Umgang mit „Kaltstellen“ bei der Glasglättung
Jeder, der schon mit komplexen Glasgegenständen gearbeitet hat, kennt das Problem der „Kaltstellen“. Es handelt sich dabei um Stellen mit unregelmäßigen Formen oder tiefen Einkerbungen – der Ofen kann die Wärme einfach nicht in diese Bereiche leiten. Das Ergebnis sind ungleichmäßige Spannungen im Glas; das Teil sieht zwar zunächst in Ordnung aus, bricht aber plötzlich zusammen. Zudem geht viel Zeit verloren.
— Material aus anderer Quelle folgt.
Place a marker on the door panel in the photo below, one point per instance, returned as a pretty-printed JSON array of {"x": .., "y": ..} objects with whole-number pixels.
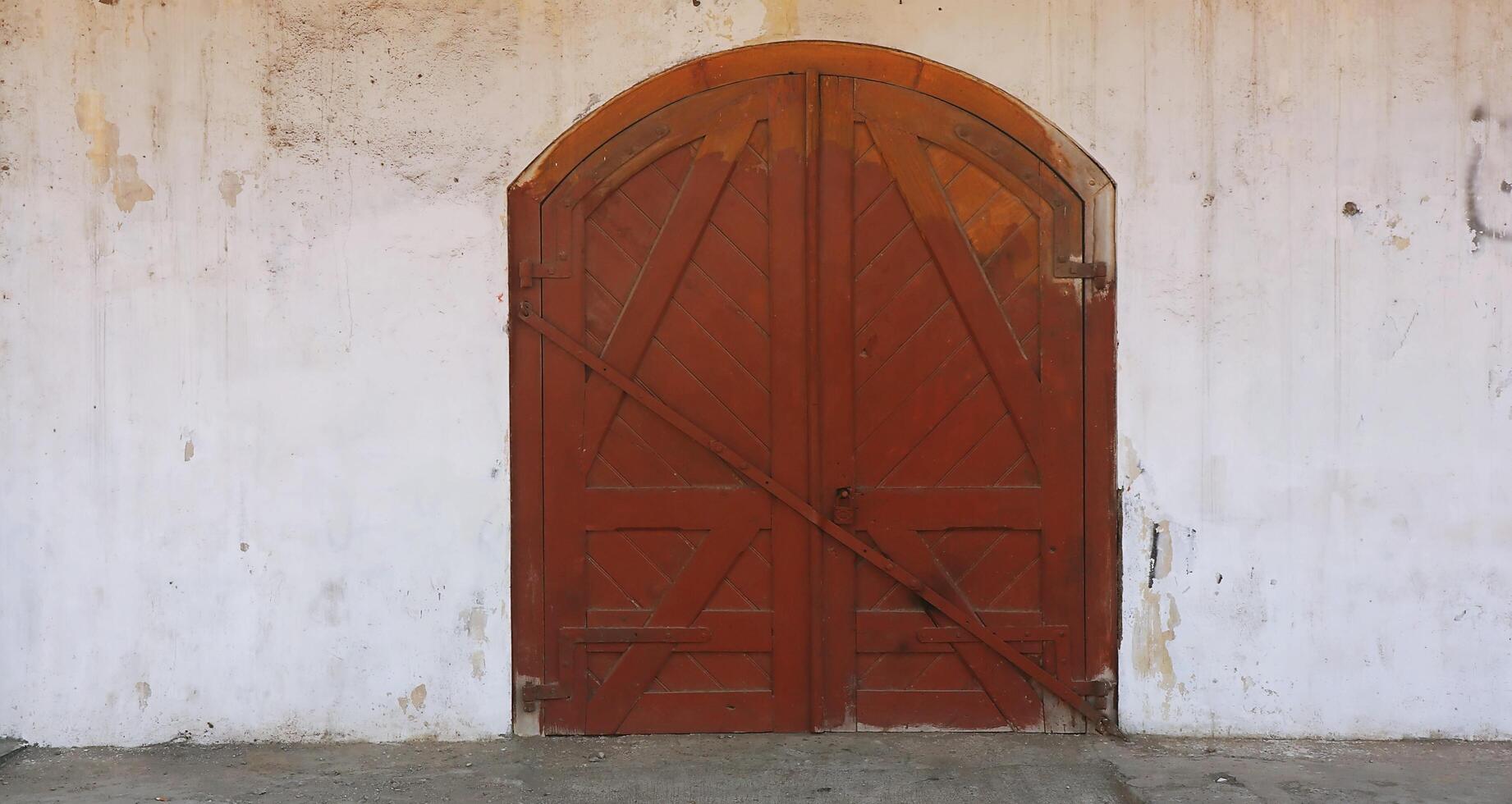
[
  {"x": 680, "y": 274},
  {"x": 850, "y": 287},
  {"x": 962, "y": 354}
]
Der übliche Instinkt ist es, die Temperatur im gesamten Ofen zu erhöhen. Doch das ist eine Falle: Dadurch werden die dünnen Teile des Glases überhitzt, während die dickeren Teile weiterhin unterkühlt bleiben.
So lösen wir das Problem jedoch: Wir verwenden spezielle Quarz-Infrarotlampen, um direkt auf diese „toten Zonen“ einzuwirken. Dabei nutzen wir Kurzwellen-Infrarotstrahler. Man kann sie als präzise Heizwerkzeuge betrachten. Da sie viel Leistung in einem kleinen Raum bündeln können, können wir sie genau dort platzieren, wo der Luftstrom blockiert ist oder wo das Licht nicht hinkommt. Wir justieren einfach die Leistung sowie die Länge der Quarzröhre, bis die Wärmestrahlung perfekt zur Masse des Glases passt.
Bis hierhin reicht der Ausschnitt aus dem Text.